Most of the students were evacuated out of a back door of the school, said Milan Nedeljkovic, the major of the Belgrade area of Vracar, where the shooting occurred.

“We have video surveillance, but now this is a lesson, we need metal detectors too,” Nedeljkovic said. “It is a huge tragedy...something like this (happening) in Belgrade. Such a tragedy at an elementary school.”

In a press conference, the Serbian education minister, Branko Ružić, confirmed that the suspect had been a victim of peer violence outside of school property. He added that the government has a special working group on peer violence and would be preparing laws and bylaws to address the issue, the BBC reported.

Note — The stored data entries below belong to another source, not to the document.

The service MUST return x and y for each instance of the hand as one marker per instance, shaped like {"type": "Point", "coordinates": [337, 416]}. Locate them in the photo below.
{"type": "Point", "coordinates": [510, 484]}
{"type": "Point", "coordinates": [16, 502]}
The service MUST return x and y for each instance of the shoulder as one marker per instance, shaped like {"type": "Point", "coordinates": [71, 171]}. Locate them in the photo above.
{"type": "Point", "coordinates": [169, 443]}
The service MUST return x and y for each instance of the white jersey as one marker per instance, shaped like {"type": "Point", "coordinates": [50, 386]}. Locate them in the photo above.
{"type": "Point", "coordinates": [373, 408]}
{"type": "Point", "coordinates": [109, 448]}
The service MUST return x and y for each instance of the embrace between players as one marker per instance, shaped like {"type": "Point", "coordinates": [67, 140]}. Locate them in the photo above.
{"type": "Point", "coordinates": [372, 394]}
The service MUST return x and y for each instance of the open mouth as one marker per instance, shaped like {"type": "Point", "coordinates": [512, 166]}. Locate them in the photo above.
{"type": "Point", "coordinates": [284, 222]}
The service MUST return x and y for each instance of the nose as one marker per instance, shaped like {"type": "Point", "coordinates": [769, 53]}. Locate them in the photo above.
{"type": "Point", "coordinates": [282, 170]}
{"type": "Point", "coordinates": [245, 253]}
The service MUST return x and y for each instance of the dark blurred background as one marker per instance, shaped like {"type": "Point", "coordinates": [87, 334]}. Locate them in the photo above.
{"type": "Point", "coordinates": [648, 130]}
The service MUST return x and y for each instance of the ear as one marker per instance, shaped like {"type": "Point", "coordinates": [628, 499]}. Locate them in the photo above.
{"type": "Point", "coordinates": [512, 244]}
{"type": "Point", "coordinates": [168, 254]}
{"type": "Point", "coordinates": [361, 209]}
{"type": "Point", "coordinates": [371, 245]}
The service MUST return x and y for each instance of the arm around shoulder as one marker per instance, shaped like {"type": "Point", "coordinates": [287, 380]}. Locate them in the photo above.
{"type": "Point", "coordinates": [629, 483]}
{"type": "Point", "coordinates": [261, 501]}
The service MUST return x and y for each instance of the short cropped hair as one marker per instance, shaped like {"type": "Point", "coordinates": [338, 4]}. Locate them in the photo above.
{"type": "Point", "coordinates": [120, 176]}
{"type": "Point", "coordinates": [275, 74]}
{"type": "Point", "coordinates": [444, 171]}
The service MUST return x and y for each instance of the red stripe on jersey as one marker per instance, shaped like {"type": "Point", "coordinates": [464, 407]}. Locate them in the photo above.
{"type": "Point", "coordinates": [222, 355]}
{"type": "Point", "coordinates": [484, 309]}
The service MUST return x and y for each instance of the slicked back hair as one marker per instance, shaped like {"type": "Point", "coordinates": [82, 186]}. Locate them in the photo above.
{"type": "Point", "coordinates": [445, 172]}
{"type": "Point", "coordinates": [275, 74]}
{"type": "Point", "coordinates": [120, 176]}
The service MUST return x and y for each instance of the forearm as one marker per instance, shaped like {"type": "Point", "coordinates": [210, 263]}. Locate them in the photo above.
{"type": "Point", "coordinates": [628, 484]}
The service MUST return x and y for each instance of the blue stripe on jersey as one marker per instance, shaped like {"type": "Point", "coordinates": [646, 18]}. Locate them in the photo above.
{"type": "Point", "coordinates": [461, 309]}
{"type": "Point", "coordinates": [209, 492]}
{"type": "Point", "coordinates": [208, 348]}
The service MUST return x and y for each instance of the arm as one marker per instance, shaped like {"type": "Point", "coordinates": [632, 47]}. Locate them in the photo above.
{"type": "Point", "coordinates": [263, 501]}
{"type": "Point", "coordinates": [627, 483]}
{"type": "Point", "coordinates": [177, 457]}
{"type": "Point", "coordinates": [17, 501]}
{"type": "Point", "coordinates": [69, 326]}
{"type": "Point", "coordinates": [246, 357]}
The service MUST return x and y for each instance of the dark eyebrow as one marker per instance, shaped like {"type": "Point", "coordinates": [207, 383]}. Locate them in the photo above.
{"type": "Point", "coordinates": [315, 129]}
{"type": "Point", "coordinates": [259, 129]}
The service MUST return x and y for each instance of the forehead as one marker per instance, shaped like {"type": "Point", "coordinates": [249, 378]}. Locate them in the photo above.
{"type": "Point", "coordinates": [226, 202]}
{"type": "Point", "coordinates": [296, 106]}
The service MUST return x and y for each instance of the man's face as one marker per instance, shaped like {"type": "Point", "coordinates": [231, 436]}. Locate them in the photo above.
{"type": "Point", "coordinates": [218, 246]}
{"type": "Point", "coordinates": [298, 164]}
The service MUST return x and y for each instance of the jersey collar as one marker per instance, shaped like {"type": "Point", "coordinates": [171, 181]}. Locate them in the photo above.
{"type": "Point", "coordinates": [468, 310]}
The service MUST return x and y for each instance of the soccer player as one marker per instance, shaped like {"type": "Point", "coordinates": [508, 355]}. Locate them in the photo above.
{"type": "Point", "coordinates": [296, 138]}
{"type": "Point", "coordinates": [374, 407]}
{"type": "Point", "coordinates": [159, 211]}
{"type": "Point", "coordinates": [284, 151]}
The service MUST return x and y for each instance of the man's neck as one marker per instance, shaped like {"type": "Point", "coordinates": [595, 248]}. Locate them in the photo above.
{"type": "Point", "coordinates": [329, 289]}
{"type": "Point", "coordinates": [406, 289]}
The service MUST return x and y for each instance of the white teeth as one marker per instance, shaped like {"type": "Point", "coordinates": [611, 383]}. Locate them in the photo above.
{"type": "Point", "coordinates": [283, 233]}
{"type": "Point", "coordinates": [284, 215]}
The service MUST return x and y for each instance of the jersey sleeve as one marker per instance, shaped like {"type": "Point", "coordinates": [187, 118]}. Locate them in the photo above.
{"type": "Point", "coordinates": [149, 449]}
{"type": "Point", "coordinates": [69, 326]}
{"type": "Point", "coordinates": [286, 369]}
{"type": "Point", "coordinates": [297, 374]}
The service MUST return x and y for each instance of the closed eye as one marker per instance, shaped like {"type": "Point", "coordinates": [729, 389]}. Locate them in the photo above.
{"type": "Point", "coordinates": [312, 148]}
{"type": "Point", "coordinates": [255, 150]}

“This is just part of the puzzle when it comes to peer violence—it is a social phenomenon, it’s not something that occurs only in school,” Ružić said.

UNICEF—the United Nations’ children’s agency—released a statement offering condolences to the survivors and the families and friends of the victims, advocating for increased mental health awareness and support, The Washington Post reported.

“We, as a society, cannot afford to ignore the mental health needs of our children and young people,” the UNICEF statement said. “We need to take concrete steps to identify and support those who are struggling with mental health issues and create a society that promotes mental health and wellbeing for all. This includes ensuring access to mental health services and support for children and young people, as well as promoting a safe and nurturing environment in schools and communities.”

Mass shootings are rare in Serbia, and none have been reported at schools in recent years. The last mass shooting occurred in 2013, when a Balkan war veteran killed 13 people in a Serbian village.

Experts have warned that the large number of firearms in Serbia—after the wars of the 1990s—combined with decades of instability could trigger more violent episodes, the AP reported.